Hoyt’s Carbon Spyder 30, with its redesigned helical carbon riser, was easily the most impressively engineered bow in the test. As expected, the Spyder is light, and at a stubby 30 inches axle-to-axle, it’s exceptionally compact. Priced at an eye-popping $1,500, the Carbon Spyder 30 will appeal to hunters who desire the best money can buy.

BowTech’s new flagship, the RPM 360, is an exception to 2014’s shootability rule. It turned heads on the test range with its blazing speed, topping out at 347.45 fps. The valley of its draw cycle is more aptly described as a canyon, but the bow shoots surprisingly well for that speed. Fit and finish is top of the line, and the balance is uncanny.

Elite is a relative newcomer, and its Energy 35 represents its best offering to date. Top-end accessories include a Winner’s Choice string and cables, and a Cerakote ceramic-based coating on the cams, modules, and cable and suppressor rods. The Energy 35 peaked at 322.41 fps on a very tame draw cycle.

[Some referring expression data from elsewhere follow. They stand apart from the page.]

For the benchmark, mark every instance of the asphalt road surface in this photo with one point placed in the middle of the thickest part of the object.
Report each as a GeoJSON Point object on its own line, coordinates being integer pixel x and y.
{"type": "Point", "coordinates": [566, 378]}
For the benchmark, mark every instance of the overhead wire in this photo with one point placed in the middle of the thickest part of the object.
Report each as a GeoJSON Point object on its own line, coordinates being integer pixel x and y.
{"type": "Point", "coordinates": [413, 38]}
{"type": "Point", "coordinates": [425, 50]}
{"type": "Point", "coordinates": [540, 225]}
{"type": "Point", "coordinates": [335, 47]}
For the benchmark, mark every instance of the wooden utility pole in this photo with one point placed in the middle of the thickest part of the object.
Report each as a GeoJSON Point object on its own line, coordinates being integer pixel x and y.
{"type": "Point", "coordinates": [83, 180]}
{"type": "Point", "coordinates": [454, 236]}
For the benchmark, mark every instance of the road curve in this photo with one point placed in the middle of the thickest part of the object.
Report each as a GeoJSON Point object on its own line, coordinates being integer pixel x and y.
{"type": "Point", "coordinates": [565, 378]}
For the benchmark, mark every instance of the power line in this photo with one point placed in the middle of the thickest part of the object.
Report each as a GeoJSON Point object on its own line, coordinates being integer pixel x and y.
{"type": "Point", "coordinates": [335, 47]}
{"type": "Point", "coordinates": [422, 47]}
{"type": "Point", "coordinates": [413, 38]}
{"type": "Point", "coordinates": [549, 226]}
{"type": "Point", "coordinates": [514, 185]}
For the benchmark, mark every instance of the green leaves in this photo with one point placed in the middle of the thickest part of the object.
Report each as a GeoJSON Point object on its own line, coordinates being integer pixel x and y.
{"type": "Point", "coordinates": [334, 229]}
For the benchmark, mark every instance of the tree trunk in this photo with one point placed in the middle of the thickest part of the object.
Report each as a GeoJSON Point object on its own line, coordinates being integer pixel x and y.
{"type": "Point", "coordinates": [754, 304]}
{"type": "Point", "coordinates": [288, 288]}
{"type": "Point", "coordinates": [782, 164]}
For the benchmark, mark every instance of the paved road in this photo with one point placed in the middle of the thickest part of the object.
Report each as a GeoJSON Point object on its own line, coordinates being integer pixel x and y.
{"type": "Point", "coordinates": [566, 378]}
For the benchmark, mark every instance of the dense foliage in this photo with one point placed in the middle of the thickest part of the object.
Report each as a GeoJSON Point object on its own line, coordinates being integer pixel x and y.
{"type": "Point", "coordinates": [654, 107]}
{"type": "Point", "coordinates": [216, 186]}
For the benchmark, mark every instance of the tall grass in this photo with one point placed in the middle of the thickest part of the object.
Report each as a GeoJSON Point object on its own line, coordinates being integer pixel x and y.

Prime’s Alloy, with its parallel cams to reduce cam lean, and forged riser, which makes it very stiff and efficient, is a relatively long bow by today’s standards (33 ½ inches). With a 6 5⁄8-inch brace height, the Alloy will appeal to those searching for a crossover bow for both target archery and hunting.

Finally, the PSE DNA SP is a refined version of the original DNA bow that won our test last year. The 2014 iteration is just as good, with an even smoother draw cycle. At about 4 pounds, the SP is very light, making it a great carry for any hunting style.